My favorite memories of St. Stephen's Green are feeding the ducks with my children and laughing with them at all the Irish with their umbrellas. It is a common sight to see an Irishman walking down the street and begin changing directions every few feet trying to prevent the wind from taking the umbrella or turning it inside out.  Eventually, when the umbrella was ruined, it would be abandoned on the street.  Discarded broken umbrellas were not a rare sight on the streets of Dublin.

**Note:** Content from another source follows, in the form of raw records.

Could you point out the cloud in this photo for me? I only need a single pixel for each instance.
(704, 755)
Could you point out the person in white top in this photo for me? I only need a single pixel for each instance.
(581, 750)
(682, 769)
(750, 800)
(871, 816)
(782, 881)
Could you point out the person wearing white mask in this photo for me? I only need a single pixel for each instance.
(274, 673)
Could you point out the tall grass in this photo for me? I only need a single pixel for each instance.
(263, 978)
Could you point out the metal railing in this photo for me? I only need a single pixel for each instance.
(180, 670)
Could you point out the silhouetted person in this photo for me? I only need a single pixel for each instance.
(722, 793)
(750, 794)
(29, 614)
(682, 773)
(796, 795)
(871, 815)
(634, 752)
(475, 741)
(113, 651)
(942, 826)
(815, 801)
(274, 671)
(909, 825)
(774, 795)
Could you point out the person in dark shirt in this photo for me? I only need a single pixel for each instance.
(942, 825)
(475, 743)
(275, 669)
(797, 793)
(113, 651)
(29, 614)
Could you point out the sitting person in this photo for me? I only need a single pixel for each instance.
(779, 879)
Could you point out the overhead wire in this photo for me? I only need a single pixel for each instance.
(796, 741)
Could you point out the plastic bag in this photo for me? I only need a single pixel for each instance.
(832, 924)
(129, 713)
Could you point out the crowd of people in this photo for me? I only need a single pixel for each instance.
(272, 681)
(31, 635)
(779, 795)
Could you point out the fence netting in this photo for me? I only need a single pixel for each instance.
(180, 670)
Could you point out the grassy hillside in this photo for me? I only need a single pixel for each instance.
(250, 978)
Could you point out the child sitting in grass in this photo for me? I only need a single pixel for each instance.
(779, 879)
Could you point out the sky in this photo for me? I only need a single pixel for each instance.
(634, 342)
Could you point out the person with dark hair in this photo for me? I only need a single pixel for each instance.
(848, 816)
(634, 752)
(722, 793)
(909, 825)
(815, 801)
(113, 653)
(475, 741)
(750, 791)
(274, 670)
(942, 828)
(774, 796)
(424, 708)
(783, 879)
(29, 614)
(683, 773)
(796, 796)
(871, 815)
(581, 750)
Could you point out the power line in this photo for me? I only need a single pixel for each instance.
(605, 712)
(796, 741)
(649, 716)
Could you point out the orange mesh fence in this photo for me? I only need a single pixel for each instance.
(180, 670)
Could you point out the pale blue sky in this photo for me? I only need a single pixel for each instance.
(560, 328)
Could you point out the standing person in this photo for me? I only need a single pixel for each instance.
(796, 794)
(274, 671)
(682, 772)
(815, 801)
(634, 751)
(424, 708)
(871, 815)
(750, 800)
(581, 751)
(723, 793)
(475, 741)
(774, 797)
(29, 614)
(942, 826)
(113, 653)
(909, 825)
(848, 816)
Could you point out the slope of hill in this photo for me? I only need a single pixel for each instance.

I wish I had Frances Murphy's recipe for this dish because she was such a wonderful cook, but I was young and not yet cooking when she died so I have lost all her recipe treasures, and it is a great loss. This recipe is a combination of two from my mother's cookbooks.  One is from Cheese, a cookbooklet written by Bobbe Wooldridge in 1981 and published by Wellspring in Hellam, PA.  The second is from Betty Crocker's Picture Cook Book: Revised and Enlarged.  This is the open cookbook I keep in the bookholder in my kitchen today.  In the front of this cookbook, my mom wrote that it was a Christmas gift from her mother-in-law in 1956.  It was her bible, but she loved cookbooks and collected them as souvenirs in all her travels.  She had so many she had a closet made into an enclosed bookcase for all her beloved cooking tomes.  In the warmer months she loved to sit on her screened porch or patio and in the cold Adirondack winter months she sat in a wicker chair in the sunny den window pouring over her recipe collections.  Her very first cookbook, America's Cook Book compiled by The Home Institute of The New York Herald Tribune in 1940, was also from her mother-in-law given as a Christmas present eleven years earlier in the first year of her marriage to my dad.  My grandmother, Mary Anne Abry, must have wanted to be sure her son was fed properly!  She was a great cook, a German woman who had some wonderful recipes.  I will include some of them in future posts.  And one last thought on my mother's cookbooks--I love looking through them because she used them to store her treasures.  In each one, there is an anniversary card from my dad speaking of his love for her, a birthday card from my sister Paige when she was 8, a handmade Christmas card from me when I was 6, a letter from my sister when she was away at college her first year, or a note from me asking about purchasing a white blouse for school while I was vacationing on Long Island for a few weeks during the summer when I was 12. Combined, it is a veritable treasure chest of memories.

Irish Welsh Rarebit

Ingredients:

½ cup of stale beer  [An open beer container will become stale in a few hours.]
2 egg yolks
16 oz. of extra sharp yellow Cheddar cheese, grated [Be sure to use an extra sharp cheddar.]
2 tbsp. of butter
1 tsp. of Worcestershire sauce
½ tsp. of dry mustard
18  tsp. of black pepper
Pinch of salt
½ cup of heavy cream
4 thick slices of buttered toasted artisan bread

Preparation:

Beat the beer and egg yolks together.  Place the cheese and butter in top of a double boiler [or in a pan over boiling water making sure the water does not splash into the top pan] and stir until melted and well-blended.  Add the seasonings.  Slowly add the beer and egg mixture, stirring just until hot.  Last, add the heavy cream, again stirring until just hot.  Remove from the heat.  Pour over warm toast and serve.  Some variations: place a thick, ripe garden tomato slice on each toast before covering with the cheese sauce.  A bacon strip, bacon crumbles, anchovies, or sausage links could also be added on top of the cheese.  Betty Crocker® suggested substituting ginger ale for the cream.  I am a purist when it comes to Irish Welsh Rarebit, but that is just a personal preference.  And Stouffer's® will forever have to take a back seat to this recipe.